Chevron’s Orwellian Crude Discovery

Chevron has unveiled a revolutionary new way of finding oil. It doesn’t involve satellite telemetry or seismic imaging or someother high-tech means of exploration. It involves advertising.

Chevron has a new ad campaign to get its customers to use not more oil, but less. In Chevron’s words, “Energy Saved Is Energy Found.” The new ads feature people promising to carpool, to use fluorescent bulbs, even to “take my golf clubs out of the trunk.”

We’ve heard these energy-saving tips countless times (except perhaps the one about the golf clubs). What’s new is the spectacle of a major corporation urging people to cut back on its core product, as part of “one of the most important efforts of our time — using less.”

This is a far cry from Chevron’s history and from its technological expertise. Half a century ago, Chevron’s predecessor helped discover the world’s largest oil field. Two years ago, Chevron drilled a record-setting well more than five miles deep in the Gulf of Mexico. These were oil finds in the real sense.

Duped?

But what Chevron now calls “found energy” is as far removed from discovering oil as a dieting book is from producing food. Chevron seems to have become more apologetic about oil than drug pushers are about drugs. Has it been taken in by the notion of our alleged “addiction to oil”?

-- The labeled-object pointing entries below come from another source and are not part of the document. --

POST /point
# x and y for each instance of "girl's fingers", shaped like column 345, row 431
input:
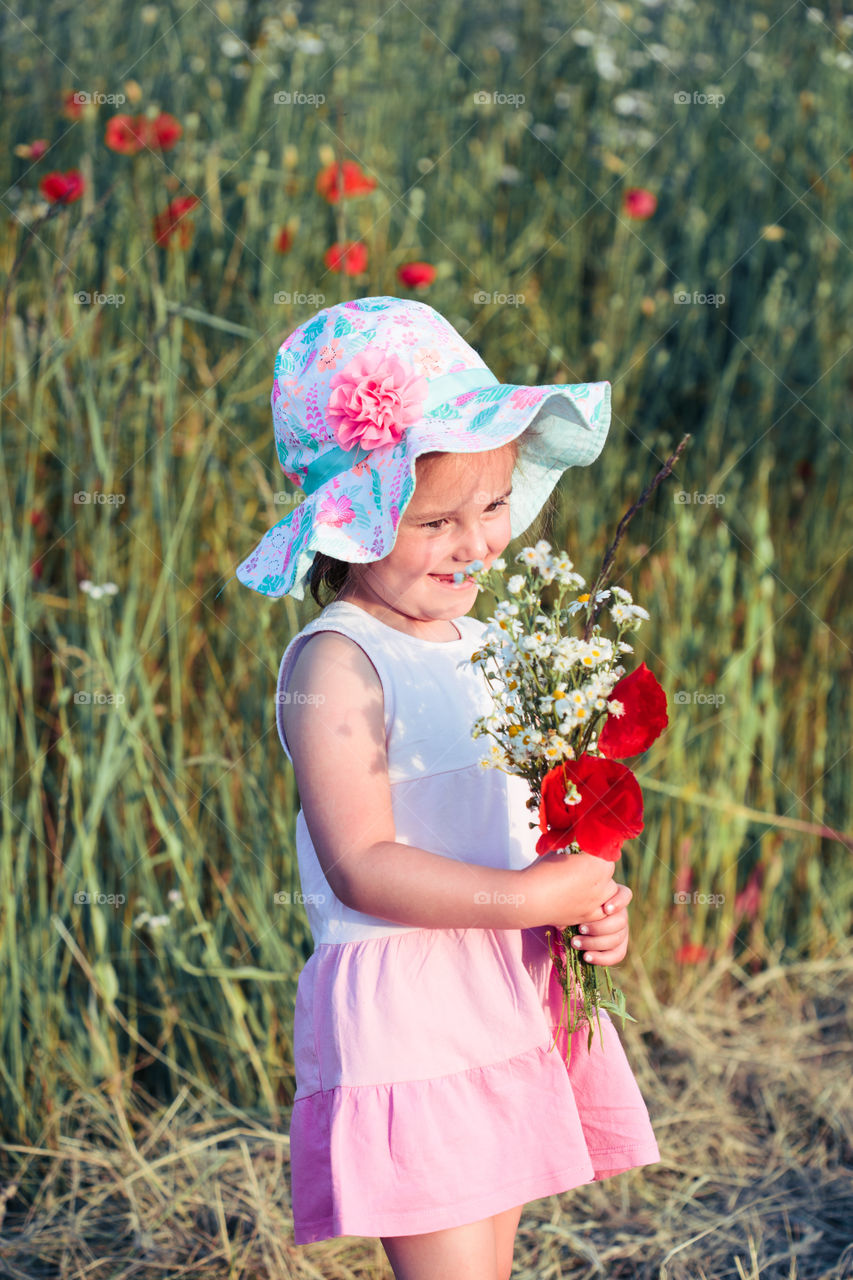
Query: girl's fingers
column 598, row 942
column 607, row 926
column 619, row 900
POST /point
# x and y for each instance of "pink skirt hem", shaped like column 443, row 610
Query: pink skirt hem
column 401, row 1159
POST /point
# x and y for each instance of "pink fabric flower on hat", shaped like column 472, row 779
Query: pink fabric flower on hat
column 374, row 398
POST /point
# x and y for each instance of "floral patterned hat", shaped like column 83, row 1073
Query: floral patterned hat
column 365, row 387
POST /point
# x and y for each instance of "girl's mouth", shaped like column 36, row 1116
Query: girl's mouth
column 447, row 580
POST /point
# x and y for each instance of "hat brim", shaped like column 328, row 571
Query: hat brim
column 355, row 516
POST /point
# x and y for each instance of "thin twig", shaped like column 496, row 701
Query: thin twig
column 596, row 606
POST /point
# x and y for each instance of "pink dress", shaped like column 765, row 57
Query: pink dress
column 429, row 1089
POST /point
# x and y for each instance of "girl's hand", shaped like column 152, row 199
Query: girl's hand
column 605, row 941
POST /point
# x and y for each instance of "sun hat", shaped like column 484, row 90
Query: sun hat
column 360, row 391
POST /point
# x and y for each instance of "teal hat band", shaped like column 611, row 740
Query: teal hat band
column 336, row 460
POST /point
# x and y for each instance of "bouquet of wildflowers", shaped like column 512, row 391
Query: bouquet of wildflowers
column 565, row 713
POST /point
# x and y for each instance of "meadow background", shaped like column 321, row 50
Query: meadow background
column 653, row 193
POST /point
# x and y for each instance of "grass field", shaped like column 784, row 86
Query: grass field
column 147, row 809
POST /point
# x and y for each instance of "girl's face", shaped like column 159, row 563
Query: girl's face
column 459, row 512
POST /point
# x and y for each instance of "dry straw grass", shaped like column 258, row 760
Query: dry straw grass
column 747, row 1080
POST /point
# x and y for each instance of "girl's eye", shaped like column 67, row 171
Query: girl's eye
column 437, row 524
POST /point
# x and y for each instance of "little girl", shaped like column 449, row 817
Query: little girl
column 432, row 1101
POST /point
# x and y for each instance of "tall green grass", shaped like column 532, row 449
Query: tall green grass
column 170, row 776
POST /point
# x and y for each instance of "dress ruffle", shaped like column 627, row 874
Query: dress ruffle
column 430, row 1091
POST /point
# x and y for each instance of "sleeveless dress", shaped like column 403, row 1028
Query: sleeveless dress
column 430, row 1091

It’s true that many politicians nowadays use that idiotic metaphor incessantly. But if those politicians were serious about breaking this “addiction,” they wouldn’t have been climbing the walls last summer looking for ways to bring gas prices down.

Chevron should know better, yet its Web site offers an easy-to-e-mail cartoon showing an “Oil Addiction Treatment Center” with bikes parked outside. Chevron’s accompanying advice: “The average American uses 25 barrels of oil every year. So how about cutting back on that habit?”

It’s one thing for government to urge us to conserve in a crisis. During World War II, for example, government posters reminded us that “waste helps the enemy,” and that “when you ride ALONE you ride with Hitler.” But wartime is, thankfully, the exception, not the norm.

Or at least it used to be. But the global-warming alarmist campaign that triggered Chevron’s ads is on the verge of becoming a war of its own, to be waged 24/7. This war will almost certainly go into high gear under President Obama, with his promise of an 80% reduction in carbon dioxide emissions by 2050.

If carbon dioxide is the enemy, then we are all enemy agents, complicit from the first cry we let out at birth. And if Chevron’s “Energy Saved Is Energy Found” slogan smacks of doublespeak, it may be because the global warming campaign itself is so similar to the perpetual war in George Orwell’s “1984.”

The dispatches in this war come not from far-off battlefields, but from vague climate fronts. We’re besieged with news stories about such items as Mt. Kilimanjaro’s vanishing snows (though a British court found their disappearance unrelated to warming) and Al Gore’s PowerPoints on the alarming correlation between increased CO2 and higher temperatures (even as it turns out that the temperature spikes came before those of CO2, belying the latter’s causal role).

And just where is the warming? Despite increasing CO2 levels, global temperatures have been level, if not declining, for the last decade. When the warming doesn’t occur as predicted, there are other Orwellian tricks — alter the rhetoric to “climate change,” or devise an excuse for why the warming won’t arrive for another decade.

(A study in last May’s issue of Nature, for example, blamed oscillating ocean currents for the delay.)

No Babies

As in Orwell’s novel, the war against carbon dioxide is unwinnable. Yes, we might reduce CO2 emissions by following Chevron’s suggestions. But those reductions will be far outweighed by the fact that we’ll have kids, and those kids will grow up and start their own families with their own houses and cars and appliances.

One of Chevron’s new ads shows a somber gentleman promising to “use less energy.” If Chevron is really serious about reducing our carbon footprint, perhaps it should replace it with a shot of a young couple promising not to have babies. If energy saved is energy found, then customers unborn mean even more energy found.

The car is one of mankind’s most liberating technologies. The boom in car ownership in developing countries demonstrates that it serves not a whim of Western culture, but a basic human need. If the industry that powers the car starts treating it as a sin product, the concept of progress will soon be running on fumes.

Kazman is general counsel of the Competitive Enterprise Institute, a free-market advocacy organization in Washington, D.C.